Okay, so let’s see if I’ve got this straight.  South Carolina governor Mark Sanford just flat-out disappears for five days, leaving no one in charge.  His staff, when pressed, “reveals” he’s gone off on a solo hike of the Appalachian Trail to clear his head and insists it’s no big deal.  But apparently he’s no outdoorsman, because he gets so lost he ends up in Argentina, where coincidentally he’s got a girlfriend on the side.
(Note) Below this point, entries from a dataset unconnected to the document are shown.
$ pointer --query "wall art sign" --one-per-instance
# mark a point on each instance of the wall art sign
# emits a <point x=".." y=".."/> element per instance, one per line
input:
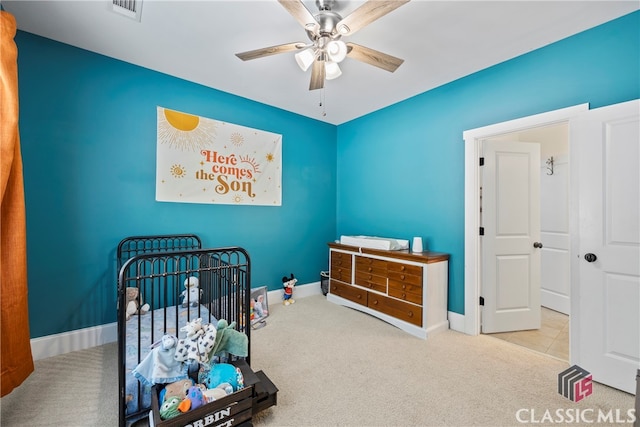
<point x="201" y="160"/>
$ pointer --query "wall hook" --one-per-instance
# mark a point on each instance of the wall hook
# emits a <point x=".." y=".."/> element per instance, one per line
<point x="550" y="166"/>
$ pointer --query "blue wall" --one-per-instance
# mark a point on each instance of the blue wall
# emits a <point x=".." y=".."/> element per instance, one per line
<point x="88" y="136"/>
<point x="401" y="169"/>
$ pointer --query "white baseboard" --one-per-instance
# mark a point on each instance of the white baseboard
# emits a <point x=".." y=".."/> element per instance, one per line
<point x="456" y="321"/>
<point x="81" y="339"/>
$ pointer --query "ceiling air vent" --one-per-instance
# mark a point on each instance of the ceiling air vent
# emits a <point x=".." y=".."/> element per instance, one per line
<point x="129" y="8"/>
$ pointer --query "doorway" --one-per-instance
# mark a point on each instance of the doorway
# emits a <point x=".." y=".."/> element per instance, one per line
<point x="473" y="149"/>
<point x="552" y="337"/>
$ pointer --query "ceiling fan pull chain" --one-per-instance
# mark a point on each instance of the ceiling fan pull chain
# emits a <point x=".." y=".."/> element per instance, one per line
<point x="322" y="102"/>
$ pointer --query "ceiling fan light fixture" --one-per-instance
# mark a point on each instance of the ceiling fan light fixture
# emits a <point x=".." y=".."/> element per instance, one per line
<point x="305" y="58"/>
<point x="332" y="70"/>
<point x="337" y="50"/>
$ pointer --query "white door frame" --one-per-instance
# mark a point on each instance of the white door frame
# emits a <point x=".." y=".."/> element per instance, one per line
<point x="473" y="139"/>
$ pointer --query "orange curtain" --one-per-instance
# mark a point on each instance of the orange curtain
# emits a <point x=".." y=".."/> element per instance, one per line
<point x="15" y="345"/>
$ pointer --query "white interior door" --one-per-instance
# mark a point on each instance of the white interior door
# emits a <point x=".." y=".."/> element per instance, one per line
<point x="511" y="222"/>
<point x="605" y="293"/>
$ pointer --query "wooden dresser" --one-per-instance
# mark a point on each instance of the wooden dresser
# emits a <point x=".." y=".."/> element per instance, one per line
<point x="405" y="289"/>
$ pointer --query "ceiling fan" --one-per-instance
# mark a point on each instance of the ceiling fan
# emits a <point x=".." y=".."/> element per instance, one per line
<point x="325" y="29"/>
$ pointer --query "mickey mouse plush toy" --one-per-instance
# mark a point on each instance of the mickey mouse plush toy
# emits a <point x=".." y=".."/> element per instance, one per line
<point x="287" y="284"/>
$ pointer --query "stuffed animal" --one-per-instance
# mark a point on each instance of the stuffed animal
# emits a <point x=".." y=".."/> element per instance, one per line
<point x="191" y="294"/>
<point x="258" y="307"/>
<point x="219" y="392"/>
<point x="176" y="389"/>
<point x="169" y="409"/>
<point x="288" y="283"/>
<point x="133" y="306"/>
<point x="198" y="343"/>
<point x="224" y="373"/>
<point x="195" y="399"/>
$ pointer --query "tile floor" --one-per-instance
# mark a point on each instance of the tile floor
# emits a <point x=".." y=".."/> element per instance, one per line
<point x="552" y="338"/>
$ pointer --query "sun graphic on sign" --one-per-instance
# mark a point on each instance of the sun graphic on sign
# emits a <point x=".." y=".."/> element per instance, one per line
<point x="251" y="161"/>
<point x="185" y="131"/>
<point x="236" y="139"/>
<point x="178" y="171"/>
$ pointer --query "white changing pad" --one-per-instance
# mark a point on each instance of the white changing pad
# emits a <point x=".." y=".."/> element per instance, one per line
<point x="373" y="242"/>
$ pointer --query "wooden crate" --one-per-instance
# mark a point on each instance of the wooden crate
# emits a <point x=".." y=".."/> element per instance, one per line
<point x="236" y="409"/>
<point x="232" y="410"/>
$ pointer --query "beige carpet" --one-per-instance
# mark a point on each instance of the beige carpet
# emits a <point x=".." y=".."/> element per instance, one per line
<point x="338" y="367"/>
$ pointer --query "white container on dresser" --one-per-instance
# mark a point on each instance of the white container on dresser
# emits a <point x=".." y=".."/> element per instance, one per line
<point x="405" y="289"/>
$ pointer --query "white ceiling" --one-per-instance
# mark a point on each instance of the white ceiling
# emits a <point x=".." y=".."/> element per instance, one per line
<point x="440" y="41"/>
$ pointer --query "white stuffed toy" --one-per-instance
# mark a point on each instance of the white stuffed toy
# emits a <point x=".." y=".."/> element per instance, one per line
<point x="133" y="302"/>
<point x="192" y="292"/>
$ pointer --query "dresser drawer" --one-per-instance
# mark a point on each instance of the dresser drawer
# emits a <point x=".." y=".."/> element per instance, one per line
<point x="399" y="309"/>
<point x="348" y="292"/>
<point x="413" y="278"/>
<point x="340" y="259"/>
<point x="406" y="291"/>
<point x="377" y="283"/>
<point x="371" y="265"/>
<point x="396" y="267"/>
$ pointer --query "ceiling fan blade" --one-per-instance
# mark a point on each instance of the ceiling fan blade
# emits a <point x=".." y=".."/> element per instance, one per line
<point x="317" y="75"/>
<point x="267" y="51"/>
<point x="373" y="57"/>
<point x="299" y="11"/>
<point x="366" y="14"/>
No doubt we’ll see all sorts of calls for investigations into Sanford’s actions, but maybe what’s really needed is a psychiatric evaluation.  Just how does a governor imagine he can simply go AWOL for days at a time and have no one notice?  And what makes a guy throw away his political future (he was mentioned as a GOP contender for the presidency in 2012) on an extra-marital affair?

And yet, he’s hardly the first, with Nevada Governor Jim Gibbons allegedly dallying with a former Playboy model, NY  Governor Eliott Spitzer caught with a hooker and Senator John Edwards possibly fathering a love child with a campaign staffer, just to name just a few recent examples.  What kind of woman could be worth throwing away your life’s goals?  And why do I feel like if I met the women involved, I’d be even more confused?  It’s almost like there’s something in the mental make-up of these guys who get so powerful and popular…like they’re purposely trying to self-destruct, as the only way to get off the speeding trains that are their careers.  Or maybe it’s just the opposite; maybe they figure they’re past the point where rules apply.

Well, at least one person is benefiting from the mad dash of the media herd down to Columbia, SC. Hey Rod, it’s safe to come out now!